Introduction
At ZimaSpace, we continuously explore how compact hardware can redefine personal computing. In this article, we break down a hands-on experiment by the creator behind the Core Works Lab YouTube channel, who tested whether a fanless single-board server can run a fully local AI voice assistant.
We would like to thank Core Works Lab for the detailed walkthrough and real-world testing. This article transforms their video insights into a structured, written format to help more users understand what’s possible with ZimaBoard 2 as a Home Server—from AI workloads to homelab setups.
Testing ZimaBoard 2 as a Local AI Machine
The device tested is the ZimaBoard 2 (Intel N150, 16GB DDR5, 64GB eMMC), a compact and low-power Home Server designed for flexibility.

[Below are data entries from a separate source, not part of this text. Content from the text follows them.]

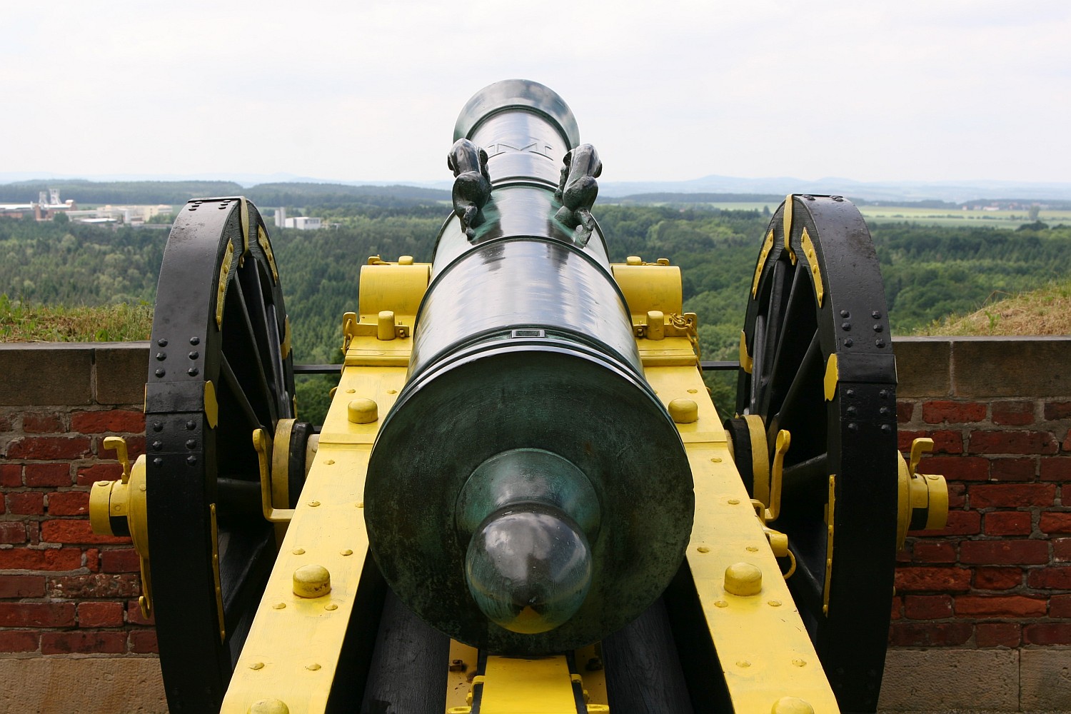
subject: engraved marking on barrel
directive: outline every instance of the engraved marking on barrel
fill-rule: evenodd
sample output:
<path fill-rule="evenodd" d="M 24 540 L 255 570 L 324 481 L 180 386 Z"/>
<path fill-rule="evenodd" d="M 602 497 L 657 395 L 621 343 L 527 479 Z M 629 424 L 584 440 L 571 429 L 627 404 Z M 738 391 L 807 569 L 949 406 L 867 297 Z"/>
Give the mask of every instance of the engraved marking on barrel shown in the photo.
<path fill-rule="evenodd" d="M 532 154 L 539 154 L 540 156 L 543 156 L 544 158 L 550 158 L 550 152 L 554 151 L 554 147 L 548 147 L 546 145 L 542 145 L 541 146 L 539 141 L 534 141 L 534 140 L 532 142 L 530 142 L 530 143 L 527 143 L 527 145 L 523 146 L 523 147 L 514 147 L 514 146 L 506 143 L 503 141 L 499 141 L 498 143 L 492 143 L 492 145 L 489 145 L 487 147 L 484 147 L 484 149 L 487 151 L 487 157 L 488 158 L 494 158 L 495 156 L 498 156 L 499 154 L 507 154 L 507 153 L 510 153 L 510 152 L 519 153 L 522 151 L 526 151 L 526 152 L 532 153 Z"/>

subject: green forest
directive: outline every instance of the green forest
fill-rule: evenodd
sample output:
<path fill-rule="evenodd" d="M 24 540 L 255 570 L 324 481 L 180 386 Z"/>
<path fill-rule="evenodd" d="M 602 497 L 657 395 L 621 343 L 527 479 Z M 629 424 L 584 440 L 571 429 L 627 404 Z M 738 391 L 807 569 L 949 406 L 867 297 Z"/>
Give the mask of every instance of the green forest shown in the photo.
<path fill-rule="evenodd" d="M 285 198 L 286 189 L 281 185 L 274 198 Z M 358 276 L 368 256 L 431 259 L 449 208 L 439 200 L 441 192 L 429 193 L 343 200 L 345 196 L 328 191 L 322 203 L 288 209 L 322 216 L 332 228 L 270 229 L 299 363 L 341 360 L 342 315 L 357 309 Z M 633 203 L 597 209 L 613 260 L 638 255 L 650 261 L 668 258 L 681 267 L 684 307 L 699 317 L 704 359 L 736 359 L 769 223 L 765 211 Z M 899 333 L 1071 272 L 1069 227 L 1030 224 L 999 230 L 881 223 L 871 231 L 892 329 Z M 0 218 L 0 293 L 35 304 L 151 304 L 166 240 L 167 231 L 160 228 Z M 303 382 L 299 404 L 306 415 L 321 413 L 325 379 Z M 724 384 L 715 389 L 715 394 L 727 393 Z"/>

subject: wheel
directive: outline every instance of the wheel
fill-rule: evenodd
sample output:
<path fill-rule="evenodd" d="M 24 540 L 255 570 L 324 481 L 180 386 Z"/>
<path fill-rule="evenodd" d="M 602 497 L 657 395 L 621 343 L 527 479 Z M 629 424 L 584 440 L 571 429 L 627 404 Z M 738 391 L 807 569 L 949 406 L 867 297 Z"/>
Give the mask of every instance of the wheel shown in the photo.
<path fill-rule="evenodd" d="M 728 431 L 742 444 L 750 422 L 748 445 L 763 464 L 773 462 L 778 432 L 790 432 L 772 523 L 797 563 L 788 586 L 842 711 L 873 712 L 895 564 L 896 370 L 877 256 L 855 206 L 786 199 L 766 234 L 741 340 Z M 754 473 L 752 457 L 737 446 L 742 474 Z M 754 492 L 769 493 L 768 484 Z"/>
<path fill-rule="evenodd" d="M 274 562 L 252 432 L 285 432 L 303 453 L 307 425 L 287 421 L 292 362 L 260 214 L 244 198 L 190 201 L 164 252 L 146 388 L 153 610 L 171 712 L 220 709 Z"/>

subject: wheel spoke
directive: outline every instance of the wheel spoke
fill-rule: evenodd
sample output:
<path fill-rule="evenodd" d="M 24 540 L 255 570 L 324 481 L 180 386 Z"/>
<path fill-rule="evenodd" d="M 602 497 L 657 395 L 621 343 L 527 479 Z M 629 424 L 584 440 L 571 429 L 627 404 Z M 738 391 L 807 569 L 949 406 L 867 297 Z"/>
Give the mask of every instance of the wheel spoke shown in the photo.
<path fill-rule="evenodd" d="M 791 288 L 785 306 L 783 328 L 773 350 L 773 366 L 767 390 L 767 413 L 776 413 L 784 400 L 786 382 L 794 376 L 793 368 L 802 360 L 806 335 L 817 328 L 812 310 L 814 293 L 806 271 L 797 267 L 793 274 Z"/>
<path fill-rule="evenodd" d="M 829 454 L 817 456 L 785 467 L 782 476 L 782 508 L 793 510 L 797 503 L 825 502 L 829 485 Z"/>
<path fill-rule="evenodd" d="M 758 399 L 761 395 L 761 381 L 763 381 L 763 362 L 765 355 L 763 350 L 759 349 L 766 341 L 766 317 L 763 315 L 757 315 L 755 317 L 755 335 L 752 340 L 752 351 L 755 355 L 752 358 L 751 364 L 751 397 L 748 404 L 748 413 L 757 413 Z"/>
<path fill-rule="evenodd" d="M 815 330 L 814 335 L 811 337 L 811 344 L 808 346 L 806 352 L 799 363 L 799 368 L 797 368 L 796 374 L 793 376 L 788 391 L 785 393 L 785 400 L 781 405 L 781 409 L 778 410 L 776 415 L 767 425 L 768 437 L 772 432 L 773 437 L 776 438 L 778 430 L 789 428 L 790 425 L 797 423 L 797 419 L 815 417 L 813 413 L 806 413 L 802 399 L 806 395 L 808 388 L 813 386 L 815 380 L 820 380 L 820 378 L 821 346 L 818 339 L 818 331 Z"/>
<path fill-rule="evenodd" d="M 283 375 L 278 323 L 275 321 L 276 316 L 270 300 L 270 292 L 266 292 L 263 289 L 258 261 L 246 263 L 245 269 L 238 271 L 238 277 L 239 283 L 242 284 L 243 303 L 254 328 L 256 353 L 258 358 L 261 358 L 261 369 L 269 389 L 269 397 L 275 406 L 276 416 L 272 421 L 274 424 L 277 414 L 287 411 L 280 410 Z M 267 358 L 267 361 L 263 358 Z"/>
<path fill-rule="evenodd" d="M 770 292 L 766 302 L 766 335 L 761 344 L 761 351 L 764 355 L 763 373 L 759 376 L 764 398 L 759 402 L 759 406 L 769 400 L 770 374 L 771 367 L 774 365 L 774 361 L 768 359 L 767 355 L 774 354 L 774 347 L 779 341 L 780 333 L 785 329 L 782 309 L 785 288 L 785 262 L 786 261 L 784 260 L 775 260 L 769 277 Z"/>
<path fill-rule="evenodd" d="M 250 427 L 250 434 L 253 429 L 260 429 L 265 427 L 263 422 L 257 416 L 256 410 L 253 405 L 250 404 L 248 398 L 245 396 L 245 391 L 238 381 L 238 377 L 235 376 L 235 370 L 230 367 L 230 361 L 227 360 L 226 354 L 220 355 L 220 373 L 223 376 L 223 384 L 227 388 L 227 392 L 230 394 L 231 398 L 238 404 L 239 411 L 245 417 L 245 423 Z"/>
<path fill-rule="evenodd" d="M 233 295 L 233 305 L 228 305 L 228 307 L 233 306 L 238 309 L 240 317 L 238 326 L 240 330 L 238 334 L 232 335 L 231 331 L 227 329 L 231 326 L 231 323 L 226 322 L 224 324 L 224 353 L 235 352 L 231 356 L 237 356 L 239 359 L 238 364 L 246 367 L 243 374 L 252 371 L 253 383 L 246 385 L 246 394 L 250 394 L 248 386 L 254 388 L 255 391 L 251 396 L 255 399 L 256 406 L 263 410 L 257 412 L 261 423 L 266 426 L 274 427 L 275 422 L 278 421 L 275 395 L 272 394 L 271 388 L 268 385 L 268 377 L 257 345 L 257 332 L 251 319 L 245 294 L 240 282 L 236 280 L 231 284 L 231 289 L 227 291 L 228 301 L 231 299 L 231 295 Z M 228 347 L 231 349 L 228 350 Z M 235 373 L 235 375 L 238 376 L 238 373 Z"/>

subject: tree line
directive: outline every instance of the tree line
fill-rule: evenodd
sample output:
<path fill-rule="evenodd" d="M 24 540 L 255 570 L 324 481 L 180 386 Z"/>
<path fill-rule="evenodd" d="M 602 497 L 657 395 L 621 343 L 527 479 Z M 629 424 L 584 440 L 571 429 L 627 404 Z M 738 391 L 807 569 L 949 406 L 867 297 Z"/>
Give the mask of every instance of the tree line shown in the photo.
<path fill-rule="evenodd" d="M 736 359 L 769 217 L 698 206 L 609 204 L 597 211 L 612 260 L 638 255 L 680 265 L 684 309 L 699 317 L 704 358 Z M 269 231 L 298 362 L 340 362 L 342 315 L 357 310 L 361 265 L 371 255 L 431 260 L 449 208 L 437 201 L 410 208 L 342 202 L 310 212 L 336 227 Z M 995 293 L 1066 278 L 1071 270 L 1068 227 L 1008 231 L 902 223 L 874 225 L 871 232 L 894 333 L 972 312 Z M 32 303 L 151 303 L 166 238 L 163 230 L 0 218 L 0 293 Z M 315 393 L 321 407 L 322 391 L 306 388 L 299 401 Z"/>

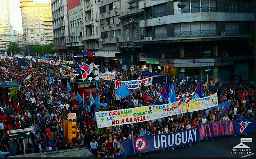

It supports native SATA and PCIe expansion, allowing users to connect SSDs, GPUs, and networking cards without additional adapters.
The creator’s goal was clear:
Can a fanless Home Server run a local AI voice assistant reliably?
Initial Setup and Hardware Configuration
The system was expanded using:
- NVMe SSD via PCIe adapter
- Dual 2.5" drive rack
- Optional GPU (GT 1030)
- ZimaOS pre-installed
The board boots into a web-based dashboard, where applications like Docker containers and tools such as N8N can be installed.
Key observation:
The setup process is straightforward, making ZimaBoard 2 accessible even for users building their first Home Server.
However, some minor hardware issues were noted:
- Mounting bracket screws were not threaded
- Some screws were too long for certain configurations
Running the AI Assistant (CAL)
The assistant (CAL) was deployed via Docker using CPU-only configuration.
Initial setup included:
- Speech-to-text: Groq Whisper (cloud)
- LLM: Groq (cloud inference)
- Text-to-speech: Piper (local CPU)
Result:
The hybrid setup worked smoothly and responded quickly, establishing a strong baseline.
A key feature demonstrated was short-term memory, where the assistant stored and recalled data like tracking numbers or flight details.
Example:
- Stored: Flight number AF1
- Retrieved automatically for tool-based queries
This shows how persistent memory systems can enhance AI assistants on a Home Server.
Local LLM Testing with Ollama
The next phase tested fully local models using Ollama.
Ministral 3B (3 Billion Parameters)
- Prompt processing: ~268 tokens/sec
- Generation speed: ~7 tokens/sec
Key finding:
It successfully called tools without fine-tuning, which is impressive.
However:
- Response time reached up to 6 minutes per interaction
This makes it impractical for real-time voice assistants.

Function Gemma (270M Parameters)
- Much faster (~43 tokens/sec)
- Failed to correctly execute tool calls
Insight:
Smaller models are faster but require fine-tuning to handle structured tasks like tool calling.
Adding a GPU: Performance Gains
A GT 1030 (2GB VRAM) was added via PCIe.
Results:
- Prompt evaluation speed nearly doubled
- Model split: 34% GPU / 66% CPU
- Token generation speed remained similar
Important takeaway:
Bandwidth—not compute—is the bottleneck for token generation.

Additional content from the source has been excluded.